Przekazanie 200 tys. zł w gotówce odbyło się na jednej ze stołecznych ulic. Burmistrz Włoch jechał maserati, z naprzeciwka swoim autem nadjechał Sabri B. Mężczyźni uchylili szyby, biznesmen wrzucił urzędnikowi pieniądze, obaj odjechali każdy w swoją stronę.
Wszystko obserwowali agenci CBA. Dwie ekipy ruszyły za dwoma autami. Artura W. zatrzymali w garażu przy jego domu. Mężczyzna płakał, kiedy zakładano mu kajdanki.

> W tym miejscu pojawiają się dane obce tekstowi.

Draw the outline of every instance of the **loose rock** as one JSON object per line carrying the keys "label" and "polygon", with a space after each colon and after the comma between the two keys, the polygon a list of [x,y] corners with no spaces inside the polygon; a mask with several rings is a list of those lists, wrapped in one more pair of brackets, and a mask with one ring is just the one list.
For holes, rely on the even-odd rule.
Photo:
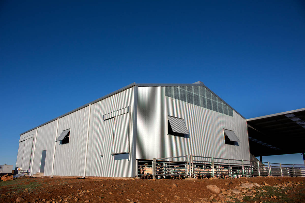
{"label": "loose rock", "polygon": [[19,197],[17,198],[16,199],[16,201],[17,202],[21,202],[24,200],[24,199],[22,198],[21,197]]}
{"label": "loose rock", "polygon": [[215,193],[219,193],[220,192],[219,188],[214,185],[208,185],[206,186],[206,188]]}
{"label": "loose rock", "polygon": [[236,189],[233,189],[232,190],[232,192],[234,193],[235,194],[240,194],[241,192],[238,190],[236,190]]}

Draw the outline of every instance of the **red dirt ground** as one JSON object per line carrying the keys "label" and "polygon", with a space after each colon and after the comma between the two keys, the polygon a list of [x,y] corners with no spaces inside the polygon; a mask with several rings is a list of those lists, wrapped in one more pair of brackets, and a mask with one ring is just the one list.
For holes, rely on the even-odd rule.
{"label": "red dirt ground", "polygon": [[[235,198],[236,195],[233,193],[232,196],[229,198],[231,199],[226,199],[228,197],[226,196],[222,197],[219,194],[215,194],[206,187],[208,185],[215,185],[223,190],[240,189],[239,186],[246,182],[260,185],[266,183],[271,186],[253,187],[252,190],[256,191],[250,192],[255,194],[255,197],[253,199],[245,197],[242,200]],[[272,187],[282,186],[281,184],[284,183],[287,186],[284,189],[281,188],[282,186],[276,188]],[[271,198],[273,192],[261,192],[263,189],[266,191],[274,189],[277,198]],[[266,195],[264,196],[264,194]],[[211,200],[210,198],[212,195],[214,198]],[[280,195],[283,196],[282,199],[279,197]],[[259,196],[262,197],[260,198]],[[29,203],[200,203],[240,201],[253,203],[305,202],[305,177],[114,180],[43,177],[19,178],[10,181],[0,182],[0,202],[15,202],[18,197],[24,200],[20,202]]]}

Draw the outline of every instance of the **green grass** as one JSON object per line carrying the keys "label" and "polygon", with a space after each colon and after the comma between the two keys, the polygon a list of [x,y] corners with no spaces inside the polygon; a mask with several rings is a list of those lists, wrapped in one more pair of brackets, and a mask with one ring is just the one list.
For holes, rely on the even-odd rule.
{"label": "green grass", "polygon": [[13,192],[18,193],[26,188],[27,188],[29,191],[30,191],[45,184],[46,183],[41,181],[33,181],[27,184],[24,179],[16,179],[12,181],[0,182],[0,190],[2,190],[1,189],[3,189],[5,187],[6,188],[5,188],[6,190],[8,189],[6,194]]}
{"label": "green grass", "polygon": [[[262,192],[261,189],[263,189],[267,192]],[[278,189],[279,189],[279,190],[278,190]],[[261,190],[260,192],[258,192],[257,190],[257,192],[255,193],[253,193],[255,195],[255,197],[253,199],[250,198],[251,196],[246,196],[244,197],[243,199],[243,202],[254,202],[256,201],[257,203],[259,203],[260,201],[269,203],[280,202],[284,203],[285,202],[292,202],[292,201],[295,203],[304,202],[303,199],[305,196],[304,189],[300,188],[297,189],[290,187],[287,187],[284,189],[281,189],[271,186],[266,186],[260,188],[260,189]],[[296,191],[292,191],[292,190],[294,189]],[[288,194],[285,194],[285,192],[287,191],[287,190],[289,190],[289,191],[288,192],[289,194],[293,194],[294,198],[293,200],[292,200],[291,198],[289,197]],[[277,198],[276,200],[274,199],[270,199],[271,196],[274,195],[276,196]],[[279,198],[280,196],[281,196],[282,197]],[[263,198],[262,199],[260,198],[260,197],[262,197]],[[267,198],[265,199],[264,198],[265,197],[267,197]],[[270,201],[269,201],[269,200]],[[266,201],[265,202],[265,200],[266,200]],[[235,202],[239,203],[241,202],[236,199]]]}

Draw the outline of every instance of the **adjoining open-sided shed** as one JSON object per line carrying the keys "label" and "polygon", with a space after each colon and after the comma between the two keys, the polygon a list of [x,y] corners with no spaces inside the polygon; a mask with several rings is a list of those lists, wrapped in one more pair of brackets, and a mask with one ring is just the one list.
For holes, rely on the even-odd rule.
{"label": "adjoining open-sided shed", "polygon": [[247,119],[250,152],[255,156],[303,153],[305,108]]}

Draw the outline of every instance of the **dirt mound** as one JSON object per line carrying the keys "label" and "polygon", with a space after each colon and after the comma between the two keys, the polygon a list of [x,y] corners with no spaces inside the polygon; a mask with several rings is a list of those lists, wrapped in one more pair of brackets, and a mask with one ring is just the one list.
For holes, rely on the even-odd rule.
{"label": "dirt mound", "polygon": [[[216,186],[220,192],[216,193],[208,189],[207,186],[209,185]],[[20,201],[18,202],[28,203],[305,202],[305,177],[155,181],[137,179],[17,178],[0,182],[0,196],[1,202],[16,202],[17,200]]]}

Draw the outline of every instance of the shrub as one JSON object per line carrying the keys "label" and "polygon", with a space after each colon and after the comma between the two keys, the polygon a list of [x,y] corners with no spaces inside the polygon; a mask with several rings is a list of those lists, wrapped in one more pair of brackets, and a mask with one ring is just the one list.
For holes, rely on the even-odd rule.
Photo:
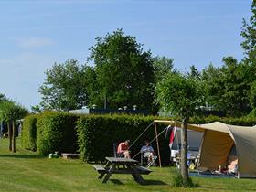
{"label": "shrub", "polygon": [[79,116],[68,112],[46,112],[37,117],[37,151],[42,155],[58,151],[76,153],[76,121]]}
{"label": "shrub", "polygon": [[26,116],[22,126],[21,146],[31,151],[37,150],[37,115]]}
{"label": "shrub", "polygon": [[[138,115],[90,115],[82,116],[78,122],[80,153],[84,161],[103,162],[105,156],[113,155],[113,143],[131,140],[133,144],[144,129],[153,122],[153,116]],[[158,133],[163,125],[158,125]],[[162,127],[162,128],[161,128]],[[152,125],[132,146],[132,155],[140,151],[145,139],[155,138]],[[168,141],[159,137],[160,153],[163,164],[169,162]],[[155,142],[153,147],[156,151]],[[140,157],[140,156],[138,156]]]}

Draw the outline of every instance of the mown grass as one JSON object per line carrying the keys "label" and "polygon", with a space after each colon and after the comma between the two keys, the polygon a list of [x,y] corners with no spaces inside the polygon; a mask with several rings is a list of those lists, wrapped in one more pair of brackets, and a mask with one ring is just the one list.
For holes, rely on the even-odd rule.
{"label": "mown grass", "polygon": [[171,186],[174,168],[152,167],[144,176],[145,185],[137,184],[132,176],[113,175],[101,184],[91,165],[80,160],[48,159],[37,153],[22,150],[8,152],[7,139],[0,140],[0,191],[256,191],[256,179],[200,178],[197,188]]}

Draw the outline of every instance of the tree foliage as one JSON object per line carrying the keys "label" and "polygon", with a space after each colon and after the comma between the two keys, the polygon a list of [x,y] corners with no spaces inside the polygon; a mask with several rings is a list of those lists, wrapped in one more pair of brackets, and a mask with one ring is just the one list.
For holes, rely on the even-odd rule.
{"label": "tree foliage", "polygon": [[155,82],[163,80],[168,73],[173,71],[174,59],[157,56],[154,59],[154,76]]}
{"label": "tree foliage", "polygon": [[203,91],[199,81],[180,73],[169,73],[156,85],[157,102],[165,111],[182,118],[197,112],[203,103]]}
{"label": "tree foliage", "polygon": [[21,119],[27,112],[27,109],[11,101],[0,103],[0,119],[5,122]]}
{"label": "tree foliage", "polygon": [[94,104],[109,108],[137,105],[140,109],[152,106],[154,68],[151,52],[144,52],[134,37],[122,29],[104,37],[98,37],[91,48],[91,60],[95,64],[98,94]]}
{"label": "tree foliage", "polygon": [[243,19],[243,26],[241,30],[241,37],[244,41],[241,43],[241,47],[244,49],[245,59],[255,63],[256,59],[256,1],[252,0],[251,4],[252,16],[249,22]]}
{"label": "tree foliage", "polygon": [[47,69],[45,82],[39,89],[43,109],[68,111],[87,105],[89,69],[88,66],[79,65],[75,59],[69,59],[64,64],[56,63],[52,69]]}

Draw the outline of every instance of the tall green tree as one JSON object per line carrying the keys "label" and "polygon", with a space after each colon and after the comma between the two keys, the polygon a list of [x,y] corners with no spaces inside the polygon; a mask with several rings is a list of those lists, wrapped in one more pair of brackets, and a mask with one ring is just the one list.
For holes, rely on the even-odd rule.
{"label": "tall green tree", "polygon": [[256,62],[256,0],[252,0],[251,4],[251,16],[250,21],[246,22],[243,19],[241,37],[244,41],[241,43],[241,47],[244,49],[245,59],[249,62]]}
{"label": "tall green tree", "polygon": [[163,80],[168,73],[173,72],[174,59],[157,56],[154,58],[154,76],[155,82]]}
{"label": "tall green tree", "polygon": [[229,116],[244,115],[251,110],[248,98],[251,67],[232,57],[223,58],[223,62],[221,68],[209,65],[202,72],[206,101]]}
{"label": "tall green tree", "polygon": [[150,51],[122,29],[98,37],[91,48],[95,64],[98,94],[94,103],[117,109],[137,105],[150,109],[154,101],[154,68]]}
{"label": "tall green tree", "polygon": [[45,82],[39,88],[43,109],[68,111],[88,105],[88,83],[93,84],[87,81],[88,69],[75,59],[69,59],[47,69]]}
{"label": "tall green tree", "polygon": [[171,112],[182,119],[181,126],[181,176],[183,187],[189,187],[191,181],[187,167],[187,133],[189,118],[198,112],[203,102],[201,86],[195,78],[179,73],[170,73],[156,86],[156,101],[163,110]]}

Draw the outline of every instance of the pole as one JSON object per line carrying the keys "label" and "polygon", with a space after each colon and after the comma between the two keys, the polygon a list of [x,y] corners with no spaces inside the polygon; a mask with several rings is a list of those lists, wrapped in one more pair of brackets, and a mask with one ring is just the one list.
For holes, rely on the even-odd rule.
{"label": "pole", "polygon": [[155,126],[155,137],[156,137],[158,162],[159,162],[159,166],[162,167],[162,165],[161,165],[161,155],[160,155],[160,150],[159,150],[159,143],[158,143],[158,136],[157,136],[157,129],[156,129],[156,123],[155,122],[154,122],[154,126]]}
{"label": "pole", "polygon": [[16,153],[16,123],[13,121],[13,152]]}

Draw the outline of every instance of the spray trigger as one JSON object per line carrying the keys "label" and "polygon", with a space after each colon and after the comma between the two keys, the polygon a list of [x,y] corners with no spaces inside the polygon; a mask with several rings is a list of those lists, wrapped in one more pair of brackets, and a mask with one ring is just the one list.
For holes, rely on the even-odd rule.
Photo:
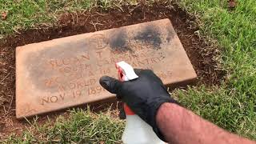
{"label": "spray trigger", "polygon": [[138,78],[134,68],[124,61],[117,62],[115,66],[118,70],[118,78],[120,80],[130,81]]}

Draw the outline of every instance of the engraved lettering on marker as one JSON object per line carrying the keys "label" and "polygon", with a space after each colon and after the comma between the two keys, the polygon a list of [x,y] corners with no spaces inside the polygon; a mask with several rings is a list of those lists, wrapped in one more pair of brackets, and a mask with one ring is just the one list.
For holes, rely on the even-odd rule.
{"label": "engraved lettering on marker", "polygon": [[58,100],[64,100],[65,93],[59,94],[58,96],[53,95],[53,96],[47,96],[46,98],[42,98],[41,105],[45,105],[46,103],[54,103],[57,102]]}

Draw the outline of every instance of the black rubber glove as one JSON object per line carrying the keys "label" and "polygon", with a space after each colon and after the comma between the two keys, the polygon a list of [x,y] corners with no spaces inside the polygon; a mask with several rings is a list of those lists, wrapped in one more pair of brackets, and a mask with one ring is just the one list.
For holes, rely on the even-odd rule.
{"label": "black rubber glove", "polygon": [[156,134],[164,140],[156,124],[156,114],[164,102],[177,103],[170,98],[161,79],[150,70],[135,69],[138,78],[120,82],[103,76],[100,84],[112,94],[116,94],[142,119],[150,125]]}

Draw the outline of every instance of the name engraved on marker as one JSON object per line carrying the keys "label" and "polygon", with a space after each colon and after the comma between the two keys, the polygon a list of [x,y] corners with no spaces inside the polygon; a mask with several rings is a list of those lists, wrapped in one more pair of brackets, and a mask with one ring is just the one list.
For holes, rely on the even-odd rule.
{"label": "name engraved on marker", "polygon": [[17,118],[114,97],[98,80],[117,78],[120,61],[166,85],[197,77],[169,19],[30,44],[16,50]]}

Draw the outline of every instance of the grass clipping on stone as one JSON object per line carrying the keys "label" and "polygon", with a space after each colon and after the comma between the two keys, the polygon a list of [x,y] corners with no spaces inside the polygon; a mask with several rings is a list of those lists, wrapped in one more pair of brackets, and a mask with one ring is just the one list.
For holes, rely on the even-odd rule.
{"label": "grass clipping on stone", "polygon": [[13,134],[4,143],[121,143],[124,121],[110,110],[95,114],[82,109],[70,110],[69,116],[59,116],[56,122],[38,126],[36,120],[17,137]]}

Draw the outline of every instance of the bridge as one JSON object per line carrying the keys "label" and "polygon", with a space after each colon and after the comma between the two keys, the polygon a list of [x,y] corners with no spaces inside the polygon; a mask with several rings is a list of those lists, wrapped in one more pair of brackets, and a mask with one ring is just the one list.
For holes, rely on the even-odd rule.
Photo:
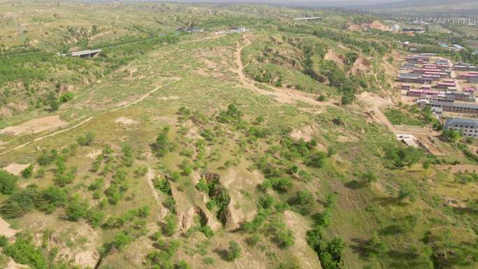
{"label": "bridge", "polygon": [[323,19],[324,17],[294,17],[294,20],[317,20]]}
{"label": "bridge", "polygon": [[71,53],[64,53],[61,56],[73,56],[79,57],[92,57],[96,56],[99,53],[101,52],[101,49],[98,50],[82,50],[79,52],[73,52]]}

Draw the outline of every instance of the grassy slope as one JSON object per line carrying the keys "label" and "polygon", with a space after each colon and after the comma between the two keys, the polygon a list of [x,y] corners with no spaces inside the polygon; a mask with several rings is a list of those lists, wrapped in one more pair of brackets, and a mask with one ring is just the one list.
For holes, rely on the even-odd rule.
{"label": "grassy slope", "polygon": [[[471,234],[472,237],[476,236],[470,230],[470,228],[476,228],[472,226],[473,221],[476,220],[475,217],[444,206],[442,203],[445,197],[451,196],[450,194],[454,194],[454,198],[471,201],[473,194],[476,193],[476,183],[472,183],[467,188],[463,189],[454,182],[451,173],[442,170],[439,168],[430,168],[430,171],[426,173],[419,166],[403,169],[389,169],[385,167],[382,161],[383,147],[396,146],[398,143],[384,126],[368,123],[365,115],[358,107],[328,108],[325,112],[313,115],[301,112],[295,106],[278,104],[270,97],[257,95],[238,83],[236,75],[229,71],[234,67],[232,55],[240,36],[230,35],[210,40],[202,39],[204,37],[202,35],[188,36],[178,44],[161,46],[138,57],[132,65],[138,70],[135,74],[127,75],[119,73],[113,79],[101,80],[100,83],[94,85],[89,91],[80,94],[71,107],[64,108],[61,112],[65,117],[71,119],[84,113],[81,111],[85,108],[89,108],[89,115],[99,115],[98,110],[104,110],[122,101],[133,100],[164,83],[168,80],[164,77],[180,76],[182,78],[180,82],[159,89],[138,105],[102,113],[81,127],[3,156],[0,157],[1,163],[6,164],[13,161],[32,161],[38,154],[34,151],[36,147],[57,148],[71,143],[76,137],[87,131],[92,131],[96,135],[94,145],[80,147],[76,157],[68,159],[68,166],[78,166],[79,171],[75,181],[69,188],[73,191],[88,194],[85,186],[87,186],[95,175],[88,172],[92,160],[85,157],[87,154],[101,149],[103,145],[119,145],[121,143],[126,142],[133,147],[137,152],[136,156],[139,157],[142,153],[150,151],[149,142],[166,125],[173,127],[173,131],[170,134],[171,139],[177,138],[180,147],[185,146],[176,131],[180,126],[177,122],[175,115],[180,107],[188,106],[206,113],[212,119],[211,115],[214,112],[234,102],[246,114],[247,119],[252,120],[258,114],[263,115],[267,119],[267,125],[272,128],[300,128],[307,124],[317,124],[318,127],[314,129],[314,136],[319,143],[326,148],[337,148],[337,154],[328,160],[324,168],[312,170],[314,175],[313,180],[308,182],[294,182],[290,193],[279,196],[278,198],[287,200],[296,190],[303,189],[314,192],[319,202],[323,201],[326,194],[331,191],[337,194],[337,205],[332,214],[327,237],[331,238],[333,236],[340,236],[345,239],[347,244],[344,254],[347,268],[361,268],[363,266],[374,261],[373,259],[361,256],[363,242],[374,231],[379,233],[390,250],[386,255],[379,259],[379,263],[384,268],[416,268],[412,263],[416,259],[412,247],[417,247],[419,250],[415,252],[420,252],[424,245],[423,238],[430,230],[444,227],[452,230],[454,235],[458,233],[458,231],[463,230],[467,234]],[[252,39],[253,45],[261,42],[261,36],[258,36]],[[254,48],[253,45],[251,46],[252,48]],[[221,57],[215,58],[215,51],[221,51]],[[217,64],[216,68],[208,67],[208,64],[203,60],[205,54]],[[208,74],[198,73],[200,68],[205,68]],[[148,78],[140,78],[145,74],[147,74],[146,76]],[[175,98],[168,101],[161,99],[171,96]],[[138,123],[122,126],[115,122],[115,119],[120,117],[131,118]],[[345,124],[340,126],[335,124],[333,119],[338,117]],[[229,127],[226,128],[227,131]],[[209,150],[220,152],[220,154],[217,160],[212,160],[208,163],[208,170],[219,173],[226,180],[231,176],[230,170],[236,174],[247,174],[247,168],[254,155],[263,152],[268,148],[268,143],[273,143],[275,138],[278,138],[279,136],[275,136],[270,140],[259,140],[254,147],[249,148],[248,153],[240,157],[240,164],[233,166],[231,169],[222,170],[219,168],[223,166],[224,162],[236,155],[235,147],[238,142],[237,138],[231,133],[224,135],[221,137],[221,140],[224,140],[224,145],[217,143],[210,146]],[[456,158],[462,162],[468,162],[459,154],[456,155]],[[175,152],[160,161],[154,158],[137,160],[136,166],[140,163],[155,168],[158,167],[158,164],[162,163],[170,169],[175,170],[178,169],[178,164],[182,159],[182,157]],[[131,168],[131,171],[134,168]],[[376,172],[379,177],[378,182],[370,187],[357,184],[356,182],[361,181],[361,173],[366,170]],[[44,180],[34,180],[34,182],[41,187],[46,187],[52,184],[52,172],[48,172]],[[254,191],[253,187],[247,186],[247,179],[241,177],[239,176],[236,182],[236,185],[240,186],[239,189],[245,186],[244,189],[252,194],[252,198],[249,199],[255,203],[257,194]],[[433,180],[428,180],[429,178]],[[259,177],[259,180],[262,180],[263,178]],[[157,221],[159,218],[158,212],[160,205],[157,205],[152,196],[143,194],[150,191],[143,178],[131,177],[129,181],[131,189],[128,191],[128,195],[136,194],[134,198],[130,201],[122,201],[117,206],[107,206],[103,211],[108,215],[118,215],[124,211],[124,208],[149,205],[152,214],[147,219],[148,227],[152,231],[158,229]],[[180,183],[184,185],[187,190],[185,192],[195,191],[191,188],[193,184],[191,178],[183,177]],[[395,198],[398,187],[409,184],[417,186],[419,191],[418,201],[413,203],[398,201]],[[231,189],[233,189],[233,187]],[[88,197],[88,194],[85,195]],[[191,196],[189,195],[189,198],[191,198]],[[246,200],[248,198],[242,198]],[[244,203],[247,210],[253,208],[254,204],[252,205]],[[318,203],[315,210],[321,211],[321,208],[320,203]],[[31,224],[31,221],[48,222],[42,220],[41,217],[36,217],[38,214],[39,213],[29,213],[14,221],[15,226],[41,232],[38,227]],[[43,213],[40,214],[43,216]],[[55,219],[61,214],[60,209],[52,215],[43,217]],[[405,225],[403,221],[407,216],[416,214],[419,215],[419,220],[411,231],[397,233],[393,230],[397,224]],[[310,223],[310,220],[306,221]],[[59,221],[51,225],[58,226],[54,228],[63,228],[61,227],[65,224],[71,223]],[[36,231],[36,229],[40,231]],[[98,245],[108,242],[117,232],[116,230],[103,231],[101,228],[96,231],[99,235],[94,242]],[[464,240],[455,235],[456,236],[453,238],[452,241],[458,242]],[[265,246],[263,251],[247,247],[243,243],[245,237],[241,233],[230,233],[223,229],[217,231],[217,235],[209,240],[210,247],[207,256],[212,256],[215,260],[215,265],[212,266],[234,266],[233,263],[226,262],[220,257],[220,251],[226,247],[227,241],[231,239],[238,240],[243,247],[242,257],[236,263],[244,268],[275,266],[277,261],[287,261],[291,259],[291,252],[279,249],[268,242],[268,239],[263,239]],[[181,238],[180,240],[183,241],[183,245],[189,246],[190,249],[186,247],[182,247],[178,258],[187,260],[190,264],[195,266],[194,268],[211,268],[202,264],[202,256],[197,254],[197,250],[194,250],[196,247],[193,247],[196,242],[205,240],[201,234],[195,233],[189,238]],[[142,263],[142,256],[151,248],[151,243],[145,237],[136,239],[123,252],[117,252],[109,255],[104,259],[103,265],[110,264],[125,268],[145,268]],[[277,254],[277,260],[271,257],[271,252]],[[314,259],[313,256],[307,258]]]}

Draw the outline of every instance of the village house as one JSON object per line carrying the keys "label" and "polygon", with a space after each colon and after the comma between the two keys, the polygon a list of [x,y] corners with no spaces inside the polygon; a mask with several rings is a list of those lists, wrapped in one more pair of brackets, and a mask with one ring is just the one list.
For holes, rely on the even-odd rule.
{"label": "village house", "polygon": [[478,119],[476,119],[447,117],[444,128],[458,131],[465,137],[478,137]]}
{"label": "village house", "polygon": [[438,107],[442,108],[443,111],[454,112],[457,113],[467,113],[478,115],[478,104],[468,103],[444,102],[440,101],[428,101],[420,99],[417,101],[417,104],[421,108]]}

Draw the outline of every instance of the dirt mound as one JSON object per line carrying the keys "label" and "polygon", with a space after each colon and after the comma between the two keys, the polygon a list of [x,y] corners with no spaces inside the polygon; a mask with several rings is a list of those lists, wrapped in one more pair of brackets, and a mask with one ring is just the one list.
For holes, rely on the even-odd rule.
{"label": "dirt mound", "polygon": [[372,22],[364,22],[361,24],[356,24],[352,22],[347,24],[347,29],[349,31],[365,31],[368,29],[380,31],[390,31],[390,27],[383,24],[378,20],[374,20]]}
{"label": "dirt mound", "polygon": [[[43,212],[28,213],[20,221],[27,224],[24,229],[31,232],[36,245],[45,240],[48,251],[57,249],[57,256],[71,260],[74,266],[94,268],[99,259],[101,238],[85,221],[64,221]],[[46,235],[45,230],[51,233]]]}
{"label": "dirt mound", "polygon": [[20,173],[20,172],[23,170],[23,169],[27,168],[29,165],[29,163],[20,164],[17,163],[11,163],[8,166],[5,166],[4,168],[3,168],[3,170],[5,170],[10,174],[18,175]]}
{"label": "dirt mound", "polygon": [[383,24],[378,20],[374,20],[371,23],[368,24],[368,27],[371,29],[375,29],[381,31],[390,31],[390,27],[386,25]]}
{"label": "dirt mound", "polygon": [[328,61],[335,61],[339,64],[343,64],[345,62],[345,57],[343,55],[338,54],[335,50],[329,49],[327,54],[325,54],[324,59]]}
{"label": "dirt mound", "polygon": [[168,100],[178,100],[179,99],[179,96],[163,96],[163,97],[159,97],[158,98],[159,100],[161,101],[168,101]]}
{"label": "dirt mound", "polygon": [[284,212],[284,219],[287,226],[292,229],[294,238],[294,255],[300,263],[300,268],[303,269],[321,269],[320,261],[317,254],[309,247],[305,242],[307,233],[307,219],[300,215],[291,211]]}
{"label": "dirt mound", "polygon": [[13,259],[10,258],[10,260],[8,261],[8,263],[7,264],[7,267],[6,269],[22,269],[22,268],[29,268],[29,267],[27,266],[24,266],[23,264],[20,264],[17,263],[13,261]]}
{"label": "dirt mound", "polygon": [[17,234],[17,232],[18,231],[10,228],[10,224],[0,217],[0,235],[10,238]]}
{"label": "dirt mound", "polygon": [[233,198],[231,198],[231,202],[227,205],[227,208],[224,212],[224,226],[227,230],[236,230],[240,226],[240,224],[245,221],[244,215],[240,209],[236,206],[238,205]]}
{"label": "dirt mound", "polygon": [[294,129],[289,136],[296,140],[303,139],[305,142],[309,142],[314,136],[314,128],[310,125],[305,125],[300,129]]}
{"label": "dirt mound", "polygon": [[354,66],[351,68],[350,72],[353,74],[370,73],[371,66],[372,64],[368,60],[362,57],[359,57],[354,62]]}
{"label": "dirt mound", "polygon": [[36,133],[43,131],[61,127],[68,124],[68,122],[62,121],[59,115],[43,117],[38,119],[30,119],[21,124],[9,126],[0,130],[0,133],[18,136],[24,133]]}

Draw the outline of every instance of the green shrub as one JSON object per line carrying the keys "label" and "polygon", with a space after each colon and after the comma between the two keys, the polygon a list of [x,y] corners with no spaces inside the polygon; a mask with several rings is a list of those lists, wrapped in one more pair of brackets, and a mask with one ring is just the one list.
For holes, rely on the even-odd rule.
{"label": "green shrub", "polygon": [[3,252],[18,263],[25,264],[32,269],[48,269],[49,266],[39,247],[35,246],[31,235],[21,233],[14,243],[5,247]]}
{"label": "green shrub", "polygon": [[211,228],[209,225],[204,225],[201,227],[201,233],[204,233],[206,238],[210,238],[214,236],[214,231]]}
{"label": "green shrub", "polygon": [[80,146],[89,146],[93,143],[94,139],[94,134],[93,133],[87,133],[85,136],[79,136],[76,141]]}
{"label": "green shrub", "polygon": [[12,194],[17,189],[18,177],[10,173],[0,170],[0,193],[2,194]]}

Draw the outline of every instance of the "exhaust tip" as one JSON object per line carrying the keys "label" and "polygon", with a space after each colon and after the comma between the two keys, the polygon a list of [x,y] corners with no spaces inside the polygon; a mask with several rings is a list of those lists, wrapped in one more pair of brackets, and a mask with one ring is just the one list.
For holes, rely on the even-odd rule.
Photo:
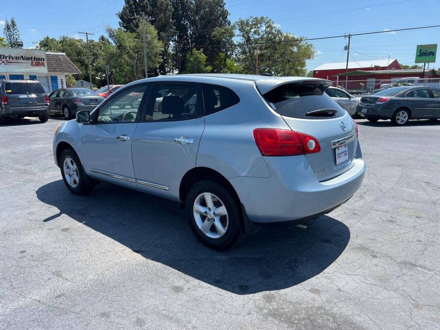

Za Sabrim B. agenci jechali aż na ulicę Maciejki. Biznesmen wszedł do jednej z tureckich knajp, w lokalu było kilkadziesiąt innych osób. Agenci weszli do pomieszczenia; Sabriego B. próbowano ukryć, mężczyźni stawili się agentom.
Próbujących przeszkodzić w akcji funkcjonariusze szybko powalili na ziemię. Zakuto też biznesmena. Obu zatrzymanych przewieziono do prokuratury.
Agenci ustalili, że łapówka była drugą, przekazaną burmistrzowi. Prawdopodobnie pierwsza z nich była podobnej wielkości – ok. 200 tys.